Pablo Picasso, ‘The Muse’, 1935

Every sitter has a story. We know their famous faces, but who are real-life women pictured in Pablo Picasso’s portraits? Let’s step inside the frame to meet 4 incredible women who inspired the Spanish master. A dancer, a painter, a photographer and a life model – and all inspiring muses.  

Pablo Picasso muse

1.       Fernande Olivier (1881 – 1966) first met Picasso in 1904, while working in Montmartre as an artist and life model. After moving in with him, she posed for more than 60 portraits, both in Picasso’s Paris studio and during trips abroad. One summer in Spain, the artist focused on Olivier’s head from multiple viewpoints, capturing her high cheekbones, straight nose and full lips in paintings such as ‘Portrait of Fernande Olivier’ and ‘Seated Woman (1909). In collaboration with Olivier, Picasso entered his Cubist phase. 

Pablo Picasso muse

2.       In 1917, Olga Khokhlova (1891 – 1955), a ballet dancer with the Ballets Russes, met Picasso, whom she married 2 years later.

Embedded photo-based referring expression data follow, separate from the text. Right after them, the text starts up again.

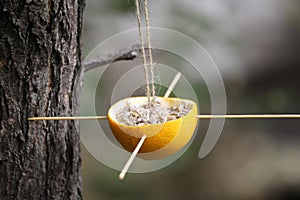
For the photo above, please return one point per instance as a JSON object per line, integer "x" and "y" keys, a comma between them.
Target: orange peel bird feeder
{"x": 155, "y": 127}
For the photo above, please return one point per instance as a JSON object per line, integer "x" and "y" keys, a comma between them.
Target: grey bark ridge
{"x": 40, "y": 75}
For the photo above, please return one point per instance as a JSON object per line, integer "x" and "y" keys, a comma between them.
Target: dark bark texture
{"x": 40, "y": 75}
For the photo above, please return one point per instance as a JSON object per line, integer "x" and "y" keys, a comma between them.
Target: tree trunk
{"x": 40, "y": 75}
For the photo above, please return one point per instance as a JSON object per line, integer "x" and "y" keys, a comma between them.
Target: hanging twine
{"x": 149, "y": 47}
{"x": 150, "y": 92}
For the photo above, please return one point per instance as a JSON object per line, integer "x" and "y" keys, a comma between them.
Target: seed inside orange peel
{"x": 162, "y": 140}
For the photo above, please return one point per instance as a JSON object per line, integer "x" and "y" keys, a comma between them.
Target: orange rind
{"x": 162, "y": 140}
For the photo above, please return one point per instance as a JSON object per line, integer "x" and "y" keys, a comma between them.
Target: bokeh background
{"x": 256, "y": 46}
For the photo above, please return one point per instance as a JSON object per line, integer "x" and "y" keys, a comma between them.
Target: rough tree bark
{"x": 40, "y": 75}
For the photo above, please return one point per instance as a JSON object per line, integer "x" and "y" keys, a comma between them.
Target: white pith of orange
{"x": 162, "y": 139}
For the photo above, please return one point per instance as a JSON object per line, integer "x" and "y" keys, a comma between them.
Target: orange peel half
{"x": 162, "y": 140}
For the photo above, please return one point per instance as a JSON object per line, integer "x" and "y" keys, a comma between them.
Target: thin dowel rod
{"x": 131, "y": 158}
{"x": 173, "y": 84}
{"x": 250, "y": 116}
{"x": 68, "y": 118}
{"x": 235, "y": 116}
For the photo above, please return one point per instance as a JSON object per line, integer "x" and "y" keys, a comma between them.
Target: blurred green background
{"x": 256, "y": 46}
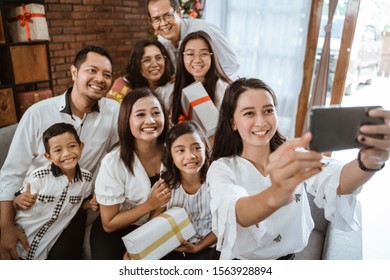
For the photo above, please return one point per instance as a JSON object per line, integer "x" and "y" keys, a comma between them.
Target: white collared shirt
{"x": 98, "y": 131}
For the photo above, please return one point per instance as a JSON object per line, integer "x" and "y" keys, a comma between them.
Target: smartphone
{"x": 337, "y": 128}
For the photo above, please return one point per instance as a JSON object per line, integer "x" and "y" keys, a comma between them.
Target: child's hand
{"x": 187, "y": 247}
{"x": 94, "y": 205}
{"x": 25, "y": 200}
{"x": 160, "y": 195}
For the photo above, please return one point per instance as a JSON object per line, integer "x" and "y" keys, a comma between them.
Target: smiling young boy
{"x": 59, "y": 190}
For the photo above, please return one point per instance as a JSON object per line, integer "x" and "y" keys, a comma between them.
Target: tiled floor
{"x": 375, "y": 196}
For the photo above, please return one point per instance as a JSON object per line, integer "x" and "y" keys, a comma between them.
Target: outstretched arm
{"x": 372, "y": 158}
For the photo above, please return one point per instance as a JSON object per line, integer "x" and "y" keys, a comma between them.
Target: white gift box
{"x": 28, "y": 23}
{"x": 198, "y": 106}
{"x": 159, "y": 236}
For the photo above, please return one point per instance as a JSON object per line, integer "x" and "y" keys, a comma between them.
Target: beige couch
{"x": 326, "y": 242}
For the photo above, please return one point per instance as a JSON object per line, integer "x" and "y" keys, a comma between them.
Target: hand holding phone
{"x": 337, "y": 128}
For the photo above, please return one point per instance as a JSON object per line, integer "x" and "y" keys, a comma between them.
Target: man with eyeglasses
{"x": 166, "y": 18}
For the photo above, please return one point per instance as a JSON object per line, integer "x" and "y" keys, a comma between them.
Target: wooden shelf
{"x": 24, "y": 66}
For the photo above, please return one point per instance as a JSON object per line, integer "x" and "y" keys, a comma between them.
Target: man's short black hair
{"x": 81, "y": 56}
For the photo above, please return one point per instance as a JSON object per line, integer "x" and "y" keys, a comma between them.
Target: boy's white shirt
{"x": 48, "y": 188}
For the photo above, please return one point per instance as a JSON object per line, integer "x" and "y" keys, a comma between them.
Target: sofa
{"x": 326, "y": 242}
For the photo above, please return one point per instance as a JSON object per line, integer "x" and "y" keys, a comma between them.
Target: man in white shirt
{"x": 166, "y": 18}
{"x": 94, "y": 117}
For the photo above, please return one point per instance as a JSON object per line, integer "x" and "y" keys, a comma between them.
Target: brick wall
{"x": 113, "y": 24}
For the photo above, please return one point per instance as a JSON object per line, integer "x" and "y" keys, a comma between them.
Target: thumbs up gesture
{"x": 25, "y": 200}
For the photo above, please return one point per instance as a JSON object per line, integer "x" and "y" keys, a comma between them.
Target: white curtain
{"x": 269, "y": 38}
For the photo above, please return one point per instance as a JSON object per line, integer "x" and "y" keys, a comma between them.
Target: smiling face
{"x": 146, "y": 119}
{"x": 93, "y": 79}
{"x": 152, "y": 64}
{"x": 65, "y": 152}
{"x": 197, "y": 58}
{"x": 188, "y": 153}
{"x": 169, "y": 28}
{"x": 255, "y": 118}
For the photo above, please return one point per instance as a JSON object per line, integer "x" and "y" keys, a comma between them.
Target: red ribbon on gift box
{"x": 25, "y": 19}
{"x": 194, "y": 103}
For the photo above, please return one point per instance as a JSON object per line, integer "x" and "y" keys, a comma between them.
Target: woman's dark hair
{"x": 133, "y": 70}
{"x": 58, "y": 129}
{"x": 183, "y": 78}
{"x": 126, "y": 138}
{"x": 172, "y": 173}
{"x": 228, "y": 142}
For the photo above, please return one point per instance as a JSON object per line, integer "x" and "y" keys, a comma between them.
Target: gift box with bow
{"x": 198, "y": 106}
{"x": 118, "y": 90}
{"x": 28, "y": 23}
{"x": 159, "y": 236}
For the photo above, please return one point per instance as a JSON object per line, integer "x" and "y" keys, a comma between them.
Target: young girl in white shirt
{"x": 128, "y": 186}
{"x": 186, "y": 158}
{"x": 258, "y": 180}
{"x": 197, "y": 61}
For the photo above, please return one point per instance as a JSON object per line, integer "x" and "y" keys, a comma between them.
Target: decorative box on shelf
{"x": 25, "y": 99}
{"x": 30, "y": 63}
{"x": 159, "y": 236}
{"x": 7, "y": 107}
{"x": 198, "y": 106}
{"x": 28, "y": 23}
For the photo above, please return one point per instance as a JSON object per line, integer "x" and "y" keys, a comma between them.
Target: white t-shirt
{"x": 197, "y": 206}
{"x": 226, "y": 56}
{"x": 116, "y": 185}
{"x": 97, "y": 129}
{"x": 288, "y": 229}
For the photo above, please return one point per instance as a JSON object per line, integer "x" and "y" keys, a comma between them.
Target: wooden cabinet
{"x": 24, "y": 66}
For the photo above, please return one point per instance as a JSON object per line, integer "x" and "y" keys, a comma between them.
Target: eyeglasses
{"x": 166, "y": 17}
{"x": 190, "y": 55}
{"x": 147, "y": 61}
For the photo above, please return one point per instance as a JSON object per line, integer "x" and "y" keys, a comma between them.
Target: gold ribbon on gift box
{"x": 175, "y": 230}
{"x": 26, "y": 104}
{"x": 25, "y": 20}
{"x": 118, "y": 96}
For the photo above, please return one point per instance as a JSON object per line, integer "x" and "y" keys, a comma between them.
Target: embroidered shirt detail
{"x": 37, "y": 238}
{"x": 297, "y": 197}
{"x": 278, "y": 238}
{"x": 41, "y": 173}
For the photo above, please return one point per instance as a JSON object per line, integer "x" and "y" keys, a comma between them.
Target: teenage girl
{"x": 186, "y": 159}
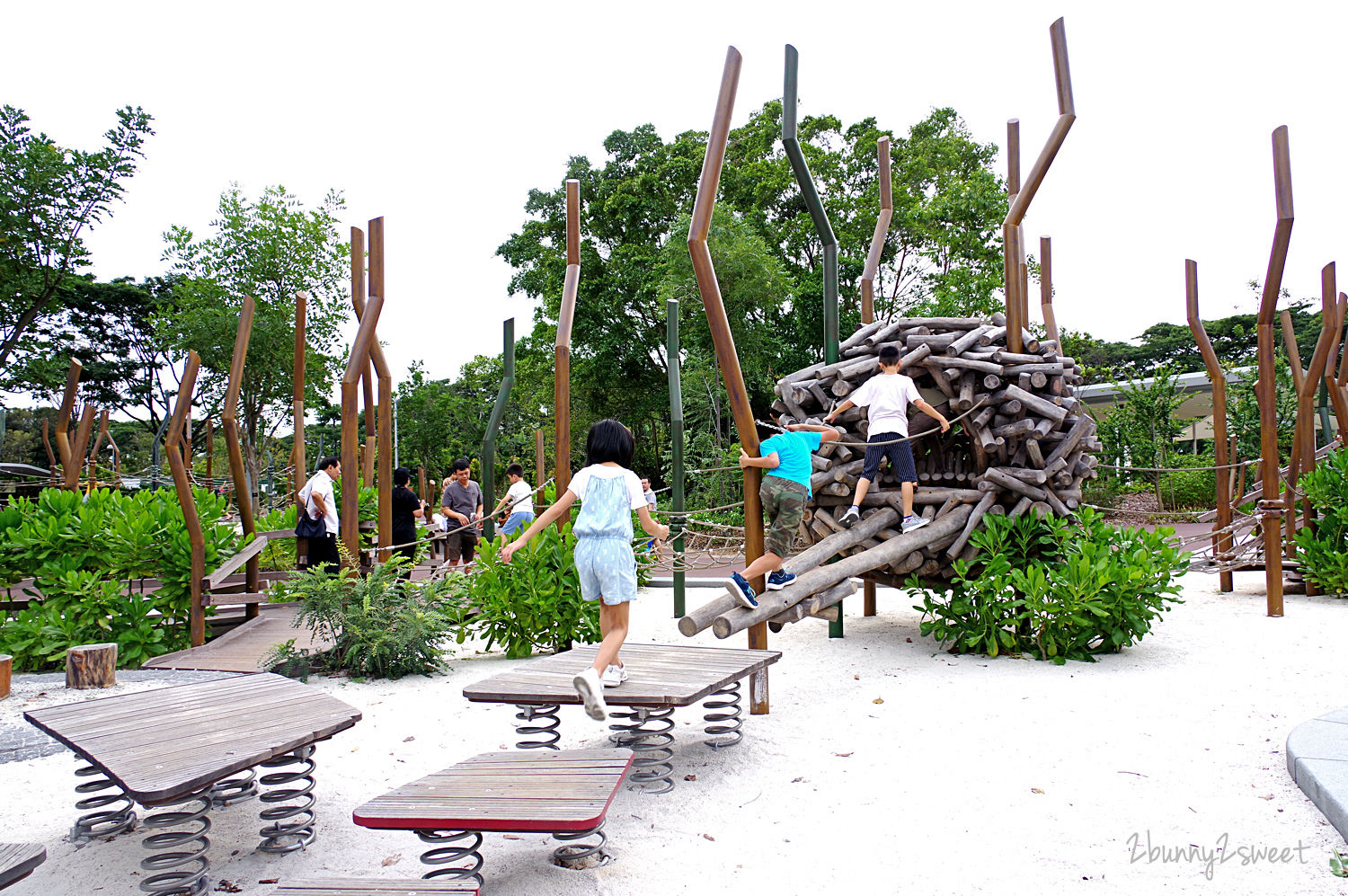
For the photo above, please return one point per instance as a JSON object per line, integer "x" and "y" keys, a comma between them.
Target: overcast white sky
{"x": 442, "y": 116}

During their marriage, Picasso adopted thinner, more lyrical lines and a Neoclassical approach to depict his wife and muse, who appears poised in countless portraits like ‘Olga in an Armchair’ (1917). After the couple’s child, Paulo, was born in 1921, Khokhlova appears in paintings as a maternal muse, in the style of the Madonna.

Pablo Picasso muse

3.       Successful Surrealist photographer, Dora Maar (1907 –1997) had a dramatic impact on Picasso’s paintings. In her darkroom, she taught him to develop black and white photographs, while outside it she indoctrinated him in her Left-wing politics; both infused not only Picasso’s portraits of her as ‘The Weeping Woman’ (1937) but the epic anti-war mural, ‘Guernica’ (1937) in which her studio spotlight illuminates the monochrome scene.

Pablo Picasso muse

4.       French painter Françoise Gilot (1921 – 2023) is recognisable in Picasso’s portraits as a ‘Woman-flower’ (1946). She remembers him telling her, “You’re like a growing plant and I’ve been wondering how I could get across the idea that you belong to the vegetable kingdom”. She did outgrow Picasso, leaving him to pursue her own dreams of being a great artist, painting herself in liberating terms in works such as ‘Self-Portrait (Figure in the Wind) in 1944.